At this time, both libraries provide the basic synchronization algorithm and Sync (metadata) data model, as well as the core interfaces to create your own repository adapters to expose data from arbitrary sources for FeedSync synchronization. We'll be building concrete repository adapters during the next few weeks. The most interesting one for me is the Mobile repository, which should allow you to sync two repositories over cellphones, without cellphone internet connection or even a data plan (which needless to say is not very frequent in the under-developed or even developing world).
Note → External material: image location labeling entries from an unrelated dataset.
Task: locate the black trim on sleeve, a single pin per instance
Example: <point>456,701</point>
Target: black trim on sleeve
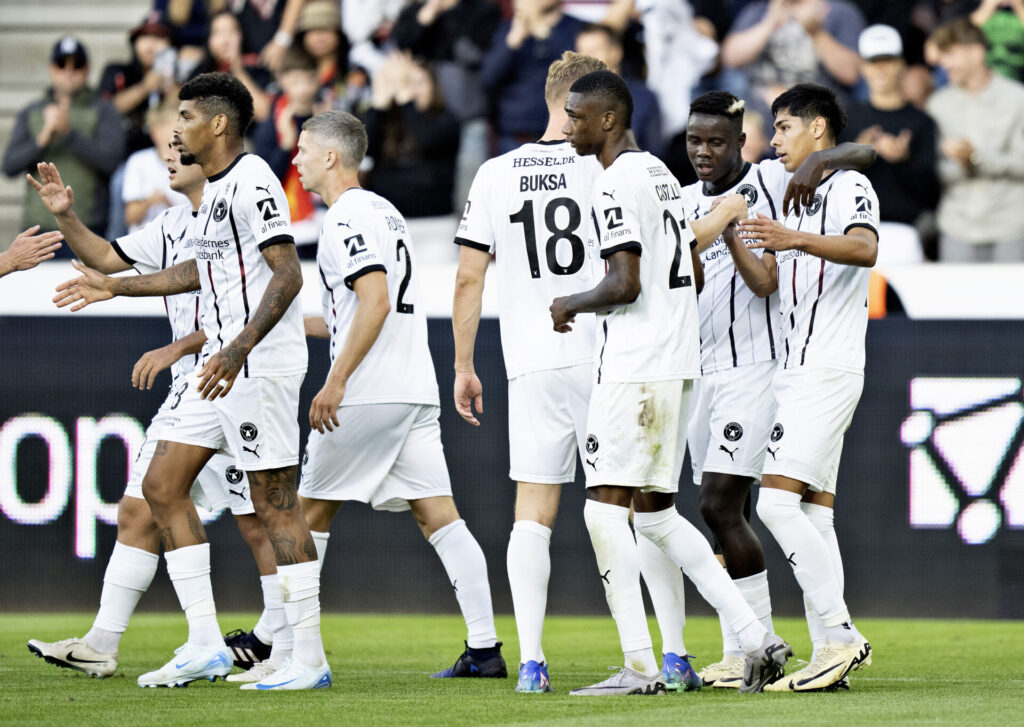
<point>363,271</point>
<point>632,246</point>
<point>865,225</point>
<point>124,256</point>
<point>278,240</point>
<point>474,245</point>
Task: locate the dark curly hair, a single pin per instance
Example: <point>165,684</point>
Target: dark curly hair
<point>220,93</point>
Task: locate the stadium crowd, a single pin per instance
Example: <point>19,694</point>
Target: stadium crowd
<point>442,85</point>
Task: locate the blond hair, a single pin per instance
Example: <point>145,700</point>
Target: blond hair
<point>566,71</point>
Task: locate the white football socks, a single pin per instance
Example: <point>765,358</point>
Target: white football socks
<point>690,550</point>
<point>129,572</point>
<point>617,564</point>
<point>300,595</point>
<point>807,552</point>
<point>188,569</point>
<point>467,571</point>
<point>528,563</point>
<point>665,584</point>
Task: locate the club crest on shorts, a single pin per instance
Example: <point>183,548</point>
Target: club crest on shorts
<point>248,431</point>
<point>750,194</point>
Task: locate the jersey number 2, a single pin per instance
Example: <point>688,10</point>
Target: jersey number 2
<point>525,217</point>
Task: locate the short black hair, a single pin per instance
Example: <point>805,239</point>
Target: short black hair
<point>610,88</point>
<point>809,100</point>
<point>719,103</point>
<point>220,93</point>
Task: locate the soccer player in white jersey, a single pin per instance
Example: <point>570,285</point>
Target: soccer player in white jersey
<point>377,438</point>
<point>648,356</point>
<point>159,245</point>
<point>244,395</point>
<point>739,341</point>
<point>529,209</point>
<point>823,255</point>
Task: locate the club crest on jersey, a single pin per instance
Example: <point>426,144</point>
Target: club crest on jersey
<point>220,210</point>
<point>355,245</point>
<point>267,208</point>
<point>750,194</point>
<point>248,431</point>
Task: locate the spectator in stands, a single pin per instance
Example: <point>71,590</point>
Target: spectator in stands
<point>144,81</point>
<point>454,36</point>
<point>904,175</point>
<point>275,139</point>
<point>413,139</point>
<point>516,67</point>
<point>145,189</point>
<point>603,43</point>
<point>780,43</point>
<point>73,127</point>
<point>980,116</point>
<point>1003,24</point>
<point>223,52</point>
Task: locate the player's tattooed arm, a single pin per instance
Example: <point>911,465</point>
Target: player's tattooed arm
<point>152,362</point>
<point>219,372</point>
<point>800,190</point>
<point>620,287</point>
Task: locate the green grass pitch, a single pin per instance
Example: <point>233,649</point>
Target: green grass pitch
<point>925,672</point>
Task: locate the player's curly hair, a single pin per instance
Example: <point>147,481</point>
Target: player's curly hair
<point>720,103</point>
<point>612,91</point>
<point>220,93</point>
<point>809,100</point>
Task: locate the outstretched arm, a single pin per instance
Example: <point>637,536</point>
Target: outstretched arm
<point>465,322</point>
<point>218,374</point>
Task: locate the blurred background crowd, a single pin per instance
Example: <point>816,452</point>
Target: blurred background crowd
<point>935,86</point>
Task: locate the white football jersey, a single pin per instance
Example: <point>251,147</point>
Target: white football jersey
<point>244,210</point>
<point>529,208</point>
<point>364,232</point>
<point>736,327</point>
<point>159,245</point>
<point>824,304</point>
<point>638,206</point>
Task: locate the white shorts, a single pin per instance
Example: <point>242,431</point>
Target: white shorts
<point>381,454</point>
<point>733,412</point>
<point>813,410</point>
<point>548,423</point>
<point>637,434</point>
<point>257,422</point>
<point>219,485</point>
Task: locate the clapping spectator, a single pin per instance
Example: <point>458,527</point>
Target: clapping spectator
<point>780,43</point>
<point>515,69</point>
<point>413,139</point>
<point>144,81</point>
<point>223,52</point>
<point>145,188</point>
<point>980,116</point>
<point>603,43</point>
<point>73,127</point>
<point>275,139</point>
<point>904,174</point>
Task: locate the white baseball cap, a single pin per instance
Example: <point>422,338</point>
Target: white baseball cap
<point>880,42</point>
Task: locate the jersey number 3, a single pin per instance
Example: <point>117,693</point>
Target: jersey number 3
<point>525,217</point>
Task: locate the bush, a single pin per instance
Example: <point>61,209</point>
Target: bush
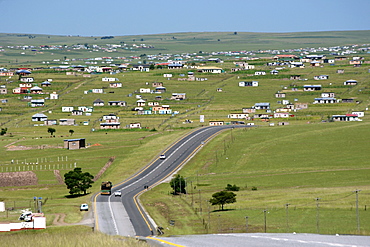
<point>230,187</point>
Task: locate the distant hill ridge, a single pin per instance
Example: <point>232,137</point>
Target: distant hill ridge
<point>202,41</point>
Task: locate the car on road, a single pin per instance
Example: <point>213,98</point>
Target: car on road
<point>84,207</point>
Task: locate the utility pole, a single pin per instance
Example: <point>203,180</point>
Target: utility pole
<point>246,223</point>
<point>192,195</point>
<point>357,213</point>
<point>264,213</point>
<point>317,215</point>
<point>287,215</point>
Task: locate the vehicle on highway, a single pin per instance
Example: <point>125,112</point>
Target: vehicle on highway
<point>106,188</point>
<point>84,207</point>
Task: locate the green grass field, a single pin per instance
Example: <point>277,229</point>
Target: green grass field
<point>292,164</point>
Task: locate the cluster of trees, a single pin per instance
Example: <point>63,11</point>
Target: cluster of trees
<point>227,196</point>
<point>3,131</point>
<point>52,131</point>
<point>77,181</point>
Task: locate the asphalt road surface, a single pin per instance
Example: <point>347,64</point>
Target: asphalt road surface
<point>124,215</point>
<point>262,240</point>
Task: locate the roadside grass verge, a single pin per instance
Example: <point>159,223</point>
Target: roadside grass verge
<point>66,236</point>
<point>274,166</point>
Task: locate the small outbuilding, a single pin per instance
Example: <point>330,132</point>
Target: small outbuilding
<point>74,143</point>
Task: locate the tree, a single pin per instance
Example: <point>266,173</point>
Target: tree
<point>178,184</point>
<point>223,197</point>
<point>51,131</point>
<point>77,181</point>
<point>230,187</point>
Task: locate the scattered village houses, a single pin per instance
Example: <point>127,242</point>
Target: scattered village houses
<point>27,79</point>
<point>216,123</point>
<point>117,103</point>
<point>67,122</point>
<point>280,95</point>
<point>39,117</point>
<point>261,106</point>
<point>178,96</point>
<point>346,117</point>
<point>210,69</point>
<point>37,102</point>
<point>115,85</point>
<point>321,77</point>
<point>238,115</point>
<point>325,100</point>
<point>135,126</point>
<point>248,84</point>
<point>311,87</point>
<point>98,102</point>
<point>109,79</point>
<point>327,95</point>
<point>350,83</point>
<point>54,95</point>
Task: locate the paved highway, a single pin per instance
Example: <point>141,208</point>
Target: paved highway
<point>262,240</point>
<point>124,215</point>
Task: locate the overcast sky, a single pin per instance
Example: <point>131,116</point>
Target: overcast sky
<point>122,17</point>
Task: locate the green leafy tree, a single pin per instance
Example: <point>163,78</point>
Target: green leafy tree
<point>230,187</point>
<point>78,181</point>
<point>223,197</point>
<point>3,131</point>
<point>71,132</point>
<point>178,184</point>
<point>51,131</point>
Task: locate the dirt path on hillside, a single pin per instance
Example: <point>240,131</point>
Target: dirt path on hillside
<point>59,220</point>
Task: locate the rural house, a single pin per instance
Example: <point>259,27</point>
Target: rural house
<point>115,84</point>
<point>178,96</point>
<point>311,87</point>
<point>347,117</point>
<point>37,102</point>
<point>325,101</point>
<point>261,106</point>
<point>74,143</point>
<point>117,103</point>
<point>216,123</point>
<point>350,83</point>
<point>54,95</point>
<point>248,84</point>
<point>214,70</point>
<point>39,117</point>
<point>27,79</point>
<point>98,102</point>
<point>280,95</point>
<point>238,115</point>
<point>321,77</point>
<point>66,122</point>
<point>135,125</point>
<point>328,95</point>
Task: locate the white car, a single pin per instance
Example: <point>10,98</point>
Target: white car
<point>84,207</point>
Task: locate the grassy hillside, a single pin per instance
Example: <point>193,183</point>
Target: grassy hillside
<point>309,158</point>
<point>273,166</point>
<point>203,41</point>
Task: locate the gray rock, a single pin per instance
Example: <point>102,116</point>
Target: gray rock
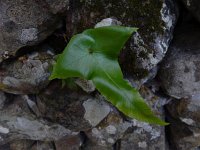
<point>43,146</point>
<point>155,20</point>
<point>87,85</point>
<point>27,22</point>
<point>193,6</point>
<point>184,123</point>
<point>69,143</point>
<point>95,111</point>
<point>179,72</point>
<point>2,99</point>
<point>21,144</point>
<point>105,135</point>
<point>28,74</point>
<point>183,136</point>
<point>143,136</point>
<point>64,106</point>
<point>17,122</point>
<point>131,134</point>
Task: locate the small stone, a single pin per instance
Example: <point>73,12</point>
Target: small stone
<point>108,22</point>
<point>142,144</point>
<point>4,130</point>
<point>111,129</point>
<point>87,85</point>
<point>95,111</point>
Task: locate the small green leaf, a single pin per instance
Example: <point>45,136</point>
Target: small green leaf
<point>93,55</point>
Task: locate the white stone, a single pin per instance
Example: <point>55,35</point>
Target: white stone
<point>4,130</point>
<point>95,111</point>
<point>111,129</point>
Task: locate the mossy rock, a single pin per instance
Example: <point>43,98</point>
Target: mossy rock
<point>155,20</point>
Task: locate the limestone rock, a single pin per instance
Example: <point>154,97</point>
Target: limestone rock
<point>17,122</point>
<point>155,20</point>
<point>26,23</point>
<point>193,6</point>
<point>27,74</point>
<point>179,72</point>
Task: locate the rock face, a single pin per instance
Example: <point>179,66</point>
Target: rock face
<point>17,122</point>
<point>179,72</point>
<point>193,6</point>
<point>155,20</point>
<point>184,123</point>
<point>25,23</point>
<point>27,74</point>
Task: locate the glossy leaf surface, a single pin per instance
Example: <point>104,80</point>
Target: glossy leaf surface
<point>93,55</point>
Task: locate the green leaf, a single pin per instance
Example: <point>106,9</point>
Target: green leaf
<point>93,55</point>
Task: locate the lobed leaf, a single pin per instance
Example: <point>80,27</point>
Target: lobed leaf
<point>93,55</point>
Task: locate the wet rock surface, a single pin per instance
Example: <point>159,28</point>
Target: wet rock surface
<point>179,72</point>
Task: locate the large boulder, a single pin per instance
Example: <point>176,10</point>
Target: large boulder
<point>25,23</point>
<point>193,6</point>
<point>184,132</point>
<point>155,20</point>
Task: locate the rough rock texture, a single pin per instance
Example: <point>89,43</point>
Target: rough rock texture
<point>27,74</point>
<point>184,123</point>
<point>25,23</point>
<point>193,6</point>
<point>64,106</point>
<point>179,72</point>
<point>128,134</point>
<point>17,122</point>
<point>155,20</point>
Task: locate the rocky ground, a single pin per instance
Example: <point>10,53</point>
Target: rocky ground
<point>161,60</point>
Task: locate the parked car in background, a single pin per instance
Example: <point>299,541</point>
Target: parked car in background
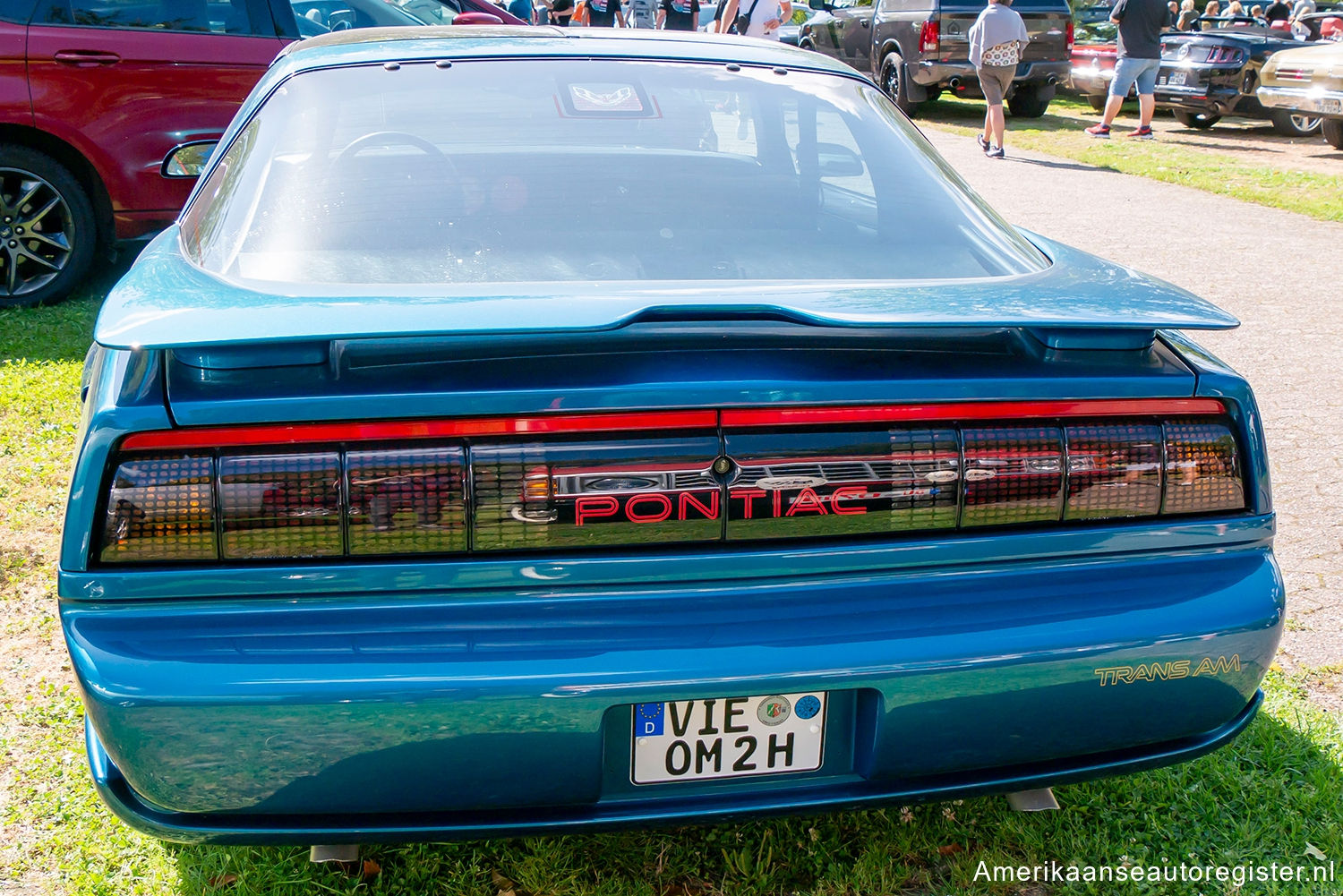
<point>107,109</point>
<point>918,48</point>
<point>1213,73</point>
<point>1093,54</point>
<point>450,469</point>
<point>1308,81</point>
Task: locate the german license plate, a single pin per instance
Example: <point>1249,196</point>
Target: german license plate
<point>728,737</point>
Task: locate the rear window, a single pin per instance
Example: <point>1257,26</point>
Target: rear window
<point>513,171</point>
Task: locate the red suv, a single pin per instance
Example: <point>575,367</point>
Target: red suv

We'll also be looking for refactoring opportunities to simplify certain scenarios and accomodate the future roadmap for FeedSync.
Some people have argued this is just another consumer-oriented Microsoft-thinghy that will hardly make a difference in anything. I believe that's a mistake, as it's ignoring the underpinning technology, the fact that it's a public specification, and that it can be applied to really free the data once and for all, regardless of platform, application, format, language, etc. This is the very reason I'm not excited at all by all the Atom Publishing Protocolfuss that's happeningthesedays. Web 2.0/AJAX + APP is SO client-server... but that's for another post, another day.
Stay tunned as I'll be posting more detailed (and practical) information about Mesh4x in the coming weeks, as well as the cool stuff we're doing with InSTEDD as part of its goal of helping in the humanitarian space by applying technology.